PEPR has decided to sell two-thirds of its current and future commitment in the fund to its parent ProLogis for €43m in a bid to boost liquidity and reduce debt, saving €348m in future equity commitments, according to Gordon Keiser, chief executive office (CEO) of PEPR.
"Taking into account the ongoing challenges in the real estate and financial markets, we have adopted strategic initiatives, approved by the PEPR Board, to improve our liquidity and address our debt maturities. The disposal of the stake in PEPF II significantly reduces our future debt needs, a key concern expressed by our unit holders and the Board," said Keiser.
The deal is expected to close today and once the transactions are completed, ProLogis, external manager of the fund, will own 37% of the Fund and take €348m of PEPF II's future equity commitments.
These will be deducted from gross contribution proceeds received by ProLogis over the next two years, said Walter Rakowich, chief executive officer (CEO) of ProLogis.
"ProLogis' expanded ownership interest in PEPF II's high-quality properties at an attractive price will yield greater current income to ProLogis. At the same time, PEPR will be relieved of the majority of its funding requirements to PEPF II, which enhances PEPR's liquidity and financial flexibility."
Rakowich said the transaction was the "best solution to PEPR's near-term liquidity issues" and would offer ProLogis shareholders the chance of receiving better shareholder returns.

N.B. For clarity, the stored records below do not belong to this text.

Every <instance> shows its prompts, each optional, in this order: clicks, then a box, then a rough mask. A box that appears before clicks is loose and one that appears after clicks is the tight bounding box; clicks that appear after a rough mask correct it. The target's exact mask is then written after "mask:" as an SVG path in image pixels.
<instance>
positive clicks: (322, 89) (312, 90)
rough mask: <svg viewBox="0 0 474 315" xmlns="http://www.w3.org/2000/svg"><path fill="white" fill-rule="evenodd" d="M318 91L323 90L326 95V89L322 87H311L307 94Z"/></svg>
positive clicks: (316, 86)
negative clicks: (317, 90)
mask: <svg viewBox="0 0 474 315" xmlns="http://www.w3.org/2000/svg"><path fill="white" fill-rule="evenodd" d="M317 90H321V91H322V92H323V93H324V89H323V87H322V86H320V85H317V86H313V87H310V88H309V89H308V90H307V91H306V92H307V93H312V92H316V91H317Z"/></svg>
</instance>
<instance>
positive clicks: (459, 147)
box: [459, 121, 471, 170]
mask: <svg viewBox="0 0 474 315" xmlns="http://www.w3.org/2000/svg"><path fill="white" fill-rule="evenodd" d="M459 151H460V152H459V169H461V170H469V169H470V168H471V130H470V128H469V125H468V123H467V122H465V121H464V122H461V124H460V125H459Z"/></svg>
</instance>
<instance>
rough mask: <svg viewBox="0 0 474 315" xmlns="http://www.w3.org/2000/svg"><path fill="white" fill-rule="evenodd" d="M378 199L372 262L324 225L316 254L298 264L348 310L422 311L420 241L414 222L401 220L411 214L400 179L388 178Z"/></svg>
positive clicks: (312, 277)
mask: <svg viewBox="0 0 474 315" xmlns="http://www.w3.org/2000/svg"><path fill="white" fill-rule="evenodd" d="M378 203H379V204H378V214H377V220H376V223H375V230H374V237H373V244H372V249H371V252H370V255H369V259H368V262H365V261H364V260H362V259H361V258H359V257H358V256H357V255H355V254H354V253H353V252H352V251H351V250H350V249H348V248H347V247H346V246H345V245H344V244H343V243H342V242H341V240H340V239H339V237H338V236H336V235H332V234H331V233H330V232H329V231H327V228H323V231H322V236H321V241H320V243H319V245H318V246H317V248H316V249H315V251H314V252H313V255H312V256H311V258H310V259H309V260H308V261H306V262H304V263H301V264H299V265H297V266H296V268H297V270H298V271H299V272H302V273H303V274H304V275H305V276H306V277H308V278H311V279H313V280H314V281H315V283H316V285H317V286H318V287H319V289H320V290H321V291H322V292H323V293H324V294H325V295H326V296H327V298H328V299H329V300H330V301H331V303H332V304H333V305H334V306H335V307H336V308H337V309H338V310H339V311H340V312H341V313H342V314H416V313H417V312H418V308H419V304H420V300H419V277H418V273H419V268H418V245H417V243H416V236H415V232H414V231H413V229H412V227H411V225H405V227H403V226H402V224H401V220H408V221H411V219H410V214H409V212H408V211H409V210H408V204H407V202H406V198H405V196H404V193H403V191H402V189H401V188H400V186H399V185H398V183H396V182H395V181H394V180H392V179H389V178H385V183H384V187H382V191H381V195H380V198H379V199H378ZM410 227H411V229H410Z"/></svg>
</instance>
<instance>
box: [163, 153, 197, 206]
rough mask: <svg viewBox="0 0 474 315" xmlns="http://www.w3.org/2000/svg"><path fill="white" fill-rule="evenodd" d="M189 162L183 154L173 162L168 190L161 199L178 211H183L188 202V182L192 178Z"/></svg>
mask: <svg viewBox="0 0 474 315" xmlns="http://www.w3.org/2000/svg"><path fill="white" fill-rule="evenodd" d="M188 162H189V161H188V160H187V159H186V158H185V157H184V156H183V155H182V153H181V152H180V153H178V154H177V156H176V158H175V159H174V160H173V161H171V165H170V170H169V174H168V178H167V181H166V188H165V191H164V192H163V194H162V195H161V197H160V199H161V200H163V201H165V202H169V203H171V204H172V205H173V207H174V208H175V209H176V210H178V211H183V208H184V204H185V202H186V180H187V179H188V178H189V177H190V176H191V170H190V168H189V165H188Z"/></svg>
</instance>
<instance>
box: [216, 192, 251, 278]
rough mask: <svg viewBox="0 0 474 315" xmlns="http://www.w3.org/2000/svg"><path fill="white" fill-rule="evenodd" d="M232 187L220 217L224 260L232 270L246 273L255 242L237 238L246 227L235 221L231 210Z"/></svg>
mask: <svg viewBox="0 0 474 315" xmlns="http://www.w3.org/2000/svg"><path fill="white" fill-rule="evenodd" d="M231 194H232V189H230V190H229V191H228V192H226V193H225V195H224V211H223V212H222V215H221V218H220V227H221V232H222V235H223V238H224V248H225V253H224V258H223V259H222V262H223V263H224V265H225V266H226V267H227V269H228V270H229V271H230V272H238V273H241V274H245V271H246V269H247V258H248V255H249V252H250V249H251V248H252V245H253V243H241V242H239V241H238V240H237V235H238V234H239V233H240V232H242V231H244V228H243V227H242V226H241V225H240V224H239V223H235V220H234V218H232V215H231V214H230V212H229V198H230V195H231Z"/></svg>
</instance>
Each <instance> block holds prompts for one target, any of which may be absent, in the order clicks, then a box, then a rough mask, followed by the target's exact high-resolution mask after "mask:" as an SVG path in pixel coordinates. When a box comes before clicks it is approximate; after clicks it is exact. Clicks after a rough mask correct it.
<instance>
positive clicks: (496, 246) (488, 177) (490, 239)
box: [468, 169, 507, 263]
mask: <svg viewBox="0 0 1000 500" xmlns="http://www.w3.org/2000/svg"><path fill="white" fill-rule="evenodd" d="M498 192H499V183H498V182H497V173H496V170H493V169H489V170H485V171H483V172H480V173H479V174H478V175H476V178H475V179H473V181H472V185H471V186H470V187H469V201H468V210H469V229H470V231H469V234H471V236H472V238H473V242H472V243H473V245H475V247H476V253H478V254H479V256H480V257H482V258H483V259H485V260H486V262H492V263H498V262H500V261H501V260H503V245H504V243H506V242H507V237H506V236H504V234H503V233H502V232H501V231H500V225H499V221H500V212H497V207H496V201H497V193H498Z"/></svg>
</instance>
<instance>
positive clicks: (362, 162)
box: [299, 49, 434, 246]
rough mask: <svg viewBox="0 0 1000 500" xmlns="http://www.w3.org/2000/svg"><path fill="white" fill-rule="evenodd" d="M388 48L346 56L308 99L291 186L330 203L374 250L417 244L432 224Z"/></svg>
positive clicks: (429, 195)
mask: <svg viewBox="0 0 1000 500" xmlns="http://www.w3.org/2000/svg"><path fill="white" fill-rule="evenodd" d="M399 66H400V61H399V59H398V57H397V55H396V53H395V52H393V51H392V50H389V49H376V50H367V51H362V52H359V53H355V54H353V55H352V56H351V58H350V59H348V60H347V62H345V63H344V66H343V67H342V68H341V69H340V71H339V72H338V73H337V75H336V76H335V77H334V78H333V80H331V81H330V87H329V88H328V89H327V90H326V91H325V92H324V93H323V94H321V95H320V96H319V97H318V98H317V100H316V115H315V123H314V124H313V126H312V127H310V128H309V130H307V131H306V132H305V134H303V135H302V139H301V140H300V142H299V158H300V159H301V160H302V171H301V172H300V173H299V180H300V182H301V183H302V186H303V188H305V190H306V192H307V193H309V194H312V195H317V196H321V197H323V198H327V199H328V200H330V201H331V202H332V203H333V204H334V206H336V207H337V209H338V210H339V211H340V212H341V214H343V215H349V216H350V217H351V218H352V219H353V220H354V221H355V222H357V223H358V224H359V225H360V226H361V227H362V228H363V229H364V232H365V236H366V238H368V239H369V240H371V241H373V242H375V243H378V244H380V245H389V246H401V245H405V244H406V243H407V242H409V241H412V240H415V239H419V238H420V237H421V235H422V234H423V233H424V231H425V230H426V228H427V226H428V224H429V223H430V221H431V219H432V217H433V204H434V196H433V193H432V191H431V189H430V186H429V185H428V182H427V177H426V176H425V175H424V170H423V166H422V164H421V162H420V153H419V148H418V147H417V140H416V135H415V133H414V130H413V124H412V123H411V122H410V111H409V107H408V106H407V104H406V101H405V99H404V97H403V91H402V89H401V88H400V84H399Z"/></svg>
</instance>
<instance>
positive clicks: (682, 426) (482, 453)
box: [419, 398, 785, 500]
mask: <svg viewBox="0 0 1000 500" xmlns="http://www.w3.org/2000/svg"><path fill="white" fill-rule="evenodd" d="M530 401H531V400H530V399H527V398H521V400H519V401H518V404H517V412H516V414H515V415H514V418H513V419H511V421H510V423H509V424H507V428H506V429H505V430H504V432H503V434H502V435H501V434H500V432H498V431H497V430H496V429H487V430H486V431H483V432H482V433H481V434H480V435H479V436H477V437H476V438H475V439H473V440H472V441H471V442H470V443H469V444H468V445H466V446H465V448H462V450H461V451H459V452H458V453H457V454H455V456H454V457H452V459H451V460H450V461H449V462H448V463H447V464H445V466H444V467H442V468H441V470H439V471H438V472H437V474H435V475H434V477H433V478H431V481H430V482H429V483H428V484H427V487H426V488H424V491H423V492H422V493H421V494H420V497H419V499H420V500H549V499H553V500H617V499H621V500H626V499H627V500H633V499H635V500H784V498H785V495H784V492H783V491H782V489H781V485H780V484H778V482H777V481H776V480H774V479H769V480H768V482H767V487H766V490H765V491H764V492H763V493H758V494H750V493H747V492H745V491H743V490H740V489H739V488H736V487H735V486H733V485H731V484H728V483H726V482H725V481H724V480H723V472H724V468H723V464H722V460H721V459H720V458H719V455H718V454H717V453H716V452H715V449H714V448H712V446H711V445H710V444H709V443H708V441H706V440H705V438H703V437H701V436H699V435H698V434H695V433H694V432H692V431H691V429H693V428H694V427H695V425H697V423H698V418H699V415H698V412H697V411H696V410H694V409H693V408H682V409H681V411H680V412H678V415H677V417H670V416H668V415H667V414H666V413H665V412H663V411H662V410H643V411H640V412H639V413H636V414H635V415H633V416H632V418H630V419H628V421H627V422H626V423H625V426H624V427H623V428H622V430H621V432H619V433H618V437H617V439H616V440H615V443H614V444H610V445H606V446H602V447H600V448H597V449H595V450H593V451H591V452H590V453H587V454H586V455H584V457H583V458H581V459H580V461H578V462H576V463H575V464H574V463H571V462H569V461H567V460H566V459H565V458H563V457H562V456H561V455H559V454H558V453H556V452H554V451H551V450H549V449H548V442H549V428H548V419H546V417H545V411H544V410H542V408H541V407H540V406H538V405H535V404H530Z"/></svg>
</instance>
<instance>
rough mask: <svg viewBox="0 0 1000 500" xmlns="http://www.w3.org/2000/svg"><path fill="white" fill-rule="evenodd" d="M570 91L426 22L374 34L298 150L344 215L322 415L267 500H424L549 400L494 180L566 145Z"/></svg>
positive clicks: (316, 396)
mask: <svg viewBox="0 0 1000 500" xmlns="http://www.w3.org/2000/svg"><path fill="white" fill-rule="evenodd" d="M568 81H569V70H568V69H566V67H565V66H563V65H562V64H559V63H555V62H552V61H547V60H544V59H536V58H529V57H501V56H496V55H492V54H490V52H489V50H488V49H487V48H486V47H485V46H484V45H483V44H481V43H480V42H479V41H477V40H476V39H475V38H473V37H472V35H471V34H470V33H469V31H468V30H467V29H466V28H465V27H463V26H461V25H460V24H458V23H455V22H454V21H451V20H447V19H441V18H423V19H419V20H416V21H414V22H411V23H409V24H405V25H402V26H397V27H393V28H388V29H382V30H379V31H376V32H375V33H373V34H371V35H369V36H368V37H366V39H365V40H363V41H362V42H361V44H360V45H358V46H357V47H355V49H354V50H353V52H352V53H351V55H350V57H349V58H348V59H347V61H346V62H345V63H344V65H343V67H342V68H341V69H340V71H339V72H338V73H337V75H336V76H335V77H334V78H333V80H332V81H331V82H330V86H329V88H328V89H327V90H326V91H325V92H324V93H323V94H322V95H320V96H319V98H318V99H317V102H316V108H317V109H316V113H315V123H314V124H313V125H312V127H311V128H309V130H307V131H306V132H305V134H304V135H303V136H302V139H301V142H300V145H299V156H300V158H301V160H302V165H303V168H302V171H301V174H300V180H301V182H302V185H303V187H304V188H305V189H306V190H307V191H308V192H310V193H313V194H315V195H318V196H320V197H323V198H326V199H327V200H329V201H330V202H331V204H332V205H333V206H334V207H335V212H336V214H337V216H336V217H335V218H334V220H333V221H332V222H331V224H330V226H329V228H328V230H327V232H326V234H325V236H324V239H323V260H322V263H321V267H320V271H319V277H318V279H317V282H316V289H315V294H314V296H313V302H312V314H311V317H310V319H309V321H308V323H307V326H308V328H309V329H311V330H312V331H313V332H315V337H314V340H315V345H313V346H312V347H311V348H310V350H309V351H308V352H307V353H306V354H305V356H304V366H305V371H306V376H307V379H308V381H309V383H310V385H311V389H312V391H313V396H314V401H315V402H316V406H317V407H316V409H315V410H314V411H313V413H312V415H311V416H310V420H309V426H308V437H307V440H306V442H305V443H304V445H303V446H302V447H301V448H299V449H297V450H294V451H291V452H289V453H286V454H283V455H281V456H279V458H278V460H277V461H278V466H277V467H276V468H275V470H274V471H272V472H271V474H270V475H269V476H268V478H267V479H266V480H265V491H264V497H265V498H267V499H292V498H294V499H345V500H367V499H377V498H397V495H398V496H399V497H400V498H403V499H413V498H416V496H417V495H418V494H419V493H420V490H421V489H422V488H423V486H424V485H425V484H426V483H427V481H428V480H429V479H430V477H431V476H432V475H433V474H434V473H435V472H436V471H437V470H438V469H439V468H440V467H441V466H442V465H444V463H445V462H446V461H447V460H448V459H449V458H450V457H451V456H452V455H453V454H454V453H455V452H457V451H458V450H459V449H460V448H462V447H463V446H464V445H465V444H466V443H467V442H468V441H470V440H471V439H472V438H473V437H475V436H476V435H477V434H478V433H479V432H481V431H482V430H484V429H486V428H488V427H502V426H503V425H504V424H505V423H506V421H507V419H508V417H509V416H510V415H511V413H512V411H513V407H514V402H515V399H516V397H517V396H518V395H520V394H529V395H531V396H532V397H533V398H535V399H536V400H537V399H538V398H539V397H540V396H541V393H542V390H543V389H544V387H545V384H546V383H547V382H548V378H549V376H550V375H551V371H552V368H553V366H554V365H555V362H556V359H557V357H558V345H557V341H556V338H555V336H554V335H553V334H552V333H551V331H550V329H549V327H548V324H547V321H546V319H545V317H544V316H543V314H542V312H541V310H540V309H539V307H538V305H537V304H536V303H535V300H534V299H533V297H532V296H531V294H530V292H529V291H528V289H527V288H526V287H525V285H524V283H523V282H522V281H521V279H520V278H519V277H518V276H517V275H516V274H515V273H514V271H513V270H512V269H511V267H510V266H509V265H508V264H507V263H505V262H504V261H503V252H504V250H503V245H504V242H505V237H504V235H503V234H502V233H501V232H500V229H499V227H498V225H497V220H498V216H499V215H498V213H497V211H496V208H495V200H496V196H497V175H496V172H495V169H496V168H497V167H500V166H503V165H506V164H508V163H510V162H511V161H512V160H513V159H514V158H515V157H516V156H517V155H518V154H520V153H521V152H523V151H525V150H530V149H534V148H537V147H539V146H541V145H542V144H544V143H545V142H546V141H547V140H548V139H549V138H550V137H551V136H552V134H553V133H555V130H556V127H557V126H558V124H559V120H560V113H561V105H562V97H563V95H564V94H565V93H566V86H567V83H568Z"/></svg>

On 13 November, ProLogis announced plans to de-leverage its own balance sheet by at least $2bn (€1.43bn) through refinancing and/or negotiating debt maturities on its balance sheets and property funds, targeting regional portfolio sales, lowering the dividend, reducing its development through fund contributions and halting new development starts.
PEPR has decided to suspend dividend payments for a year in order to preserve between €130m and €150m of cash in 2009 and is seeking to refinance the €335.9m commercial mortgage-backed securities (CMBS) due in July 2009, with secured debt.
The company expects to have enough capital from the sale, the elimination of its dividend and of two-thirds of the funding requirements of the PEPF II to repay its debt maturing in 2009.
The PEPF II's portfolio consists of fully leased, recently developed European industrial facilities.
At the PEPR's Board meeting on Friday, the Board appointed Geoffrey Bell as chairman of the PEPR Board. Bell is an economist, banker and also the president of Geoffrey Bell and Company, a consultant firm that advices central banks and governments on their international reserve asset and liability management.
ProLogis has $40.8bn of assets owned, managed or under development at the end of September and its clients include manufacturers, retailers, transport companies and third party logistics providers.